Две проблемы, два изъяна у главного героя, и современный читатель сейчас подумает о чем-нибудь эдаком, но в романе у Немцева все удивительно целомудренно. Студенческие пьянки заканчиваются забытьем, сексуальные позывы обрываются философствованием, и поцелуй любимой женщины безнадежно безвкусен. Тем не менее изъяны эти мучают героя на протяжении четырехсот страниц. Первый изъян современной культурой вполне освоен – проблемы с памятью. Но как же мастерски не помнит герой события, лица, места и прочее – текст от первого лица позволяет читателю погрузиться в эти удивительные и порой детективные провалы и попытаться самому разобраться, что же на самом деле происходило. Второй изъян просто чудесный и совершенно оригинальный – герой не понимает поэзию, как только он слышит поэтическую речь или встречает ее в тексте, сразу впадает в ступор и очень страдает. Потому что он, во-первых, студент филфака и окружают его поэты или люди, увлекающиеся поэзией. Почему-то герою кажется, что все они поэзию понимают, а страдает он один. Думаю, многие читатели «Юлий», окунувшись в рефлексию героя по этому поводу, узнают свои мучения от невозможности понять какие-то поэтические тексты. Во-вторых, интересно, что герой сам поэт, однако узнает об этом уже в финале. Его слог насквозь поэтичен, он мыслит образами, сталкивает смыслы и ни слова не скажет в простоте. Поэтому чтение «Двух Юлий» растягивается недели на две. Не потому что скучно и непонятно (хотя, не скрою, кому-то будет скучно) – текст построен так, что время замедляется, а слова подобраны таким образом, что хочется непременно представить сложные образы, затрагивающие не только зрительное восприятие, но и все другие органы чувств. Если не останавливаться и лететь по тексту в поисках сюжетных поворотов, смысла читать роман нет: слишком мало этих поворотов, а фабула, конечно, не на последнем месте, но явно не двигатель истории.
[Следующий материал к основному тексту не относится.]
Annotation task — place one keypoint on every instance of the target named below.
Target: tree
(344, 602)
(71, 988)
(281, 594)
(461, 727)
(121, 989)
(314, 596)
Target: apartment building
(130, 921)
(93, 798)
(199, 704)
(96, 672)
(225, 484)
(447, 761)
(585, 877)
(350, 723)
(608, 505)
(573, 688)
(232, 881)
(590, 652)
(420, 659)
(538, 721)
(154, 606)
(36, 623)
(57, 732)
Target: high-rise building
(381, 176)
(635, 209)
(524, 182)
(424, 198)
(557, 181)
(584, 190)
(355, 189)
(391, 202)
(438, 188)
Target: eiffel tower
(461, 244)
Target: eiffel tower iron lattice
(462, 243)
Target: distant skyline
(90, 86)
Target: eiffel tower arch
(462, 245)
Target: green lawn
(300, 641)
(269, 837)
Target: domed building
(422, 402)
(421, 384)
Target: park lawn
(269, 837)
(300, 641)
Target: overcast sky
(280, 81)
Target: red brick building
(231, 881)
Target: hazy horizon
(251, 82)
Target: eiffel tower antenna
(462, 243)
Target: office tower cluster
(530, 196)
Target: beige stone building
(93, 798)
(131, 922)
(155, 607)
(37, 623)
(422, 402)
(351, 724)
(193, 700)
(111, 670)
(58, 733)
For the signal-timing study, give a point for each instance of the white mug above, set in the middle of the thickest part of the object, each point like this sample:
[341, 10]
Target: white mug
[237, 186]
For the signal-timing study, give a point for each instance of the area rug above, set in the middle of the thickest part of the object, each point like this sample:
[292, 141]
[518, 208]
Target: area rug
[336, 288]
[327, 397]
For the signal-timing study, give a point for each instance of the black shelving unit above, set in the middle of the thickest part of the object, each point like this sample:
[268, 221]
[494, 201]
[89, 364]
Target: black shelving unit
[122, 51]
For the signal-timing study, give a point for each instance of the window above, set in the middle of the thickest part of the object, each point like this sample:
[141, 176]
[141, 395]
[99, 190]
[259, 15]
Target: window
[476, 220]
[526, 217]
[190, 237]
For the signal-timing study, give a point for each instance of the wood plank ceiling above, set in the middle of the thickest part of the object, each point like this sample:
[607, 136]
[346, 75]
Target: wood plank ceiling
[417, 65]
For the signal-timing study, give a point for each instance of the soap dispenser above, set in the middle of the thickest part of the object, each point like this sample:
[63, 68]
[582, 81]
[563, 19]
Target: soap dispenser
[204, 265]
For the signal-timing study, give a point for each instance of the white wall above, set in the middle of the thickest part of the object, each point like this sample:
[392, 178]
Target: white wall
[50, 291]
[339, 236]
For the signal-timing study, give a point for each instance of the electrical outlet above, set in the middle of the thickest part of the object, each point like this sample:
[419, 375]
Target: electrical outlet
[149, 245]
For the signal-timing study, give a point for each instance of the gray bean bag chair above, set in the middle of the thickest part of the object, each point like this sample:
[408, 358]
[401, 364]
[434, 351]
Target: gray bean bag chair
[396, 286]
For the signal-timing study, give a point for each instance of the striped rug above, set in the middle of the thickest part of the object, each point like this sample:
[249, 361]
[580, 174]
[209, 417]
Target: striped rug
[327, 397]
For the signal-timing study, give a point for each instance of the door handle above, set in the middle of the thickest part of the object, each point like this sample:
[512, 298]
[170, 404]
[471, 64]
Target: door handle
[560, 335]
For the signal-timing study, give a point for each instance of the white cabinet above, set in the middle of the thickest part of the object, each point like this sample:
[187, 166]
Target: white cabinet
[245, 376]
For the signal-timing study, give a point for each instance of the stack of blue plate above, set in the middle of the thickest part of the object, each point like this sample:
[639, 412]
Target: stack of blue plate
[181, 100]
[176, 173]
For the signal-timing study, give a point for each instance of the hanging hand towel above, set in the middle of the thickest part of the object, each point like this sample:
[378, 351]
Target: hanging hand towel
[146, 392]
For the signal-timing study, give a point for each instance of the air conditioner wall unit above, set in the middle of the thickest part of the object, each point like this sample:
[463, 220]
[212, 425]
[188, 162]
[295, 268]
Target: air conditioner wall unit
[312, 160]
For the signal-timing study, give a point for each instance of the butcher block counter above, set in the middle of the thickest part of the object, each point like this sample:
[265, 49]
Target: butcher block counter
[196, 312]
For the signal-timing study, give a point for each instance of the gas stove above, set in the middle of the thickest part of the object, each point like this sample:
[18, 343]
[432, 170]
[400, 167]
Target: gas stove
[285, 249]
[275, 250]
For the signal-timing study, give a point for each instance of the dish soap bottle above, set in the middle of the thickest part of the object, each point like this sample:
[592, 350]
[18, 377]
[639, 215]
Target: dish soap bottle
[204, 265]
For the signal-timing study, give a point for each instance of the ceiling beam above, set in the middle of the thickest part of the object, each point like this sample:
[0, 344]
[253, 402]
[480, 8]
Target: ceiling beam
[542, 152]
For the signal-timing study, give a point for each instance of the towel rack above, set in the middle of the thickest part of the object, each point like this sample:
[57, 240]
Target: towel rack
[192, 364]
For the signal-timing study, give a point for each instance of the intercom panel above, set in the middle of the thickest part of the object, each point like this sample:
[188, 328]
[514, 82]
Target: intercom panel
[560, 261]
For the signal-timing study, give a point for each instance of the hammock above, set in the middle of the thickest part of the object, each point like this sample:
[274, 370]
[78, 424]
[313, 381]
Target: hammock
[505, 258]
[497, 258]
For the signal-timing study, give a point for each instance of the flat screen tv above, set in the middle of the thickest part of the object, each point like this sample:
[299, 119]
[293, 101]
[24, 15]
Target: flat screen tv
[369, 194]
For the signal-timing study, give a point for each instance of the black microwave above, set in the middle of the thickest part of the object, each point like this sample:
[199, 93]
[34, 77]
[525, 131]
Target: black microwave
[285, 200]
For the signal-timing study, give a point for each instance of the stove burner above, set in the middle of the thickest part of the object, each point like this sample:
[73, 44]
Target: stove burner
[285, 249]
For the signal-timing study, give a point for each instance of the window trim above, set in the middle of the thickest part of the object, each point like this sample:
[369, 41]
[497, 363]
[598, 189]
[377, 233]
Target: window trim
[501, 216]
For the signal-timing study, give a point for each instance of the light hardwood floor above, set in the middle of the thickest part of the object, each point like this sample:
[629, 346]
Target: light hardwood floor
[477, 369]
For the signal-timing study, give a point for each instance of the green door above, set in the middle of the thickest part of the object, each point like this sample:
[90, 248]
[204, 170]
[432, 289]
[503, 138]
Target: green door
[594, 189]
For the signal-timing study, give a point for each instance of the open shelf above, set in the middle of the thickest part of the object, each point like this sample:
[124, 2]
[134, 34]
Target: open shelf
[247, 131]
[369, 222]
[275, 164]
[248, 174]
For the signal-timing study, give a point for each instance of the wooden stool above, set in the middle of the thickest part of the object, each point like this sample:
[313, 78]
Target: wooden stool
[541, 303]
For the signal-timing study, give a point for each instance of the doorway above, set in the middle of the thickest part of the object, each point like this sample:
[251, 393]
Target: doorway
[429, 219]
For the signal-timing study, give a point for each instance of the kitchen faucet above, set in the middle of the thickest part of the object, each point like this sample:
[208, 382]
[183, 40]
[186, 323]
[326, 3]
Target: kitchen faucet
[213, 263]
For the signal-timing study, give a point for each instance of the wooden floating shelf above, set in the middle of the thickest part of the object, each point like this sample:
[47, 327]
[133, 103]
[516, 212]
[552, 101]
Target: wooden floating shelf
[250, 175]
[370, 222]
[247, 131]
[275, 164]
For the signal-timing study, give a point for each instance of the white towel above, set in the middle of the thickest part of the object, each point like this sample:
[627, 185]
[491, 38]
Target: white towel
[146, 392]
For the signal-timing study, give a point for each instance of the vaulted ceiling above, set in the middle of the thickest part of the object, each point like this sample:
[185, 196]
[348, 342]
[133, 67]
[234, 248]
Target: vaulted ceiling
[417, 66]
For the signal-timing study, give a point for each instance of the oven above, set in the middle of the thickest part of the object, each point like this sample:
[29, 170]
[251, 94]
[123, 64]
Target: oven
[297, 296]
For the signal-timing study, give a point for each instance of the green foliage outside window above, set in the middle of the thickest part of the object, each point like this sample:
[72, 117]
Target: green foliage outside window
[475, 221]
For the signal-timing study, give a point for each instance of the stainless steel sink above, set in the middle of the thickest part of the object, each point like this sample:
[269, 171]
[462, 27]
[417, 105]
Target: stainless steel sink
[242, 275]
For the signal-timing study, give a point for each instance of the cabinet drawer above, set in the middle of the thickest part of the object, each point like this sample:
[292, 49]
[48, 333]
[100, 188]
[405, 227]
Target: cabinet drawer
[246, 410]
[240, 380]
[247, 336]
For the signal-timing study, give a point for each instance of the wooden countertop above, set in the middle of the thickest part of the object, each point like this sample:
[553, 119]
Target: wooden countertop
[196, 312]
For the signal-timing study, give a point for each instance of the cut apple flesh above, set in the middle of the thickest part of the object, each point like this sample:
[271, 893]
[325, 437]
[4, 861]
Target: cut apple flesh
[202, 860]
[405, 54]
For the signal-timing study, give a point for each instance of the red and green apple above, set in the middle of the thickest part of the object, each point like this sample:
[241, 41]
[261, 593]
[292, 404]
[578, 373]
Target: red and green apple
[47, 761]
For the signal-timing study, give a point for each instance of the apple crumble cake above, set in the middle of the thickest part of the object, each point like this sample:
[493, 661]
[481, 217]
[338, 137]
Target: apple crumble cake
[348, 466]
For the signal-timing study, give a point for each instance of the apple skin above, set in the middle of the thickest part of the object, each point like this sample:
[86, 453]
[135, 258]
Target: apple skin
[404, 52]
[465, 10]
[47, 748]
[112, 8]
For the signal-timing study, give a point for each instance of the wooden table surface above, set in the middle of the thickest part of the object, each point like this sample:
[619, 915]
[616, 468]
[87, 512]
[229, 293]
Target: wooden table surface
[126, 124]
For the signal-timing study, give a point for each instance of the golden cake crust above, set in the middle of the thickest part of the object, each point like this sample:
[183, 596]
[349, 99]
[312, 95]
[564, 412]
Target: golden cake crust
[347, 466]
Понятно, что роман не автобиографичен. Сам Леонид Немцев поэзию любит, понимает – и пишет стихи. Общее у автора и героя – учеба на филологическом факультете; филологический мир решает в романе многое, от многочисленных студенческих посиделок с разговорами про поэтику Малларме и Рильке до отношений между персонажами.

Герой постоянно говорит, думает и дышит любовью к одной из Юлий, и вроде бы у него роман с Юлией другой, более земной девушкой с биологического факультета. Но автор так тонко уходит от конкретики, от точного определения абстрактных понятий вроде любви или влечения, что даже как-то завидуешь и героям, и филологам, и прежде всего автору, который сотворил такой идеальный духовный мир, где нет места суетному, низкому и неважному. Где о любви можно говорить так – без стремления привести любовную историю к счастливому или трагическому финалу.

Финал романа – это своеобразный манифест героя, а может, частично и автора. Решение отказаться от запоминания ненужного. От сожаления по поводу несовершенства памяти, потому как память все-таки человеку и мешает. Мешает творить (писать стихи), понимать (понимают нечто сразу, без помощи памяти о прошлом опыте) и знать. Знание в некотором роде противопоставляется памяти. И в этом открытии герой рождается.

 

 

Олег ДЕМИДОВ

На языке смерти

 

ИЯ КИВА. ПОДАЛЬШЕ ОТ РАЯ. – КИЕВ: КАЯЛА, 2018. – СЕРИЯ «ВЕР ЛИБЕРЭ».

 

Вышел в свет сборник молодого поэта с необычным именем – Ия Кива. В 2013 году она участвовала в Совещании молодых поэтов при Союзе писателей Москвы. Тогда ее стихи не выделялись, не воспринимались как нечто из ряда вон выходящее. Но жизнь внесла свои коррективы. Случился 2014 год – Евромайдан, Крым, ДНР и ЛНР, гражданская война на востоке Украины. Конец мирной эпохи привел к личной трагедии. Кива бежала из Донецка в Киев.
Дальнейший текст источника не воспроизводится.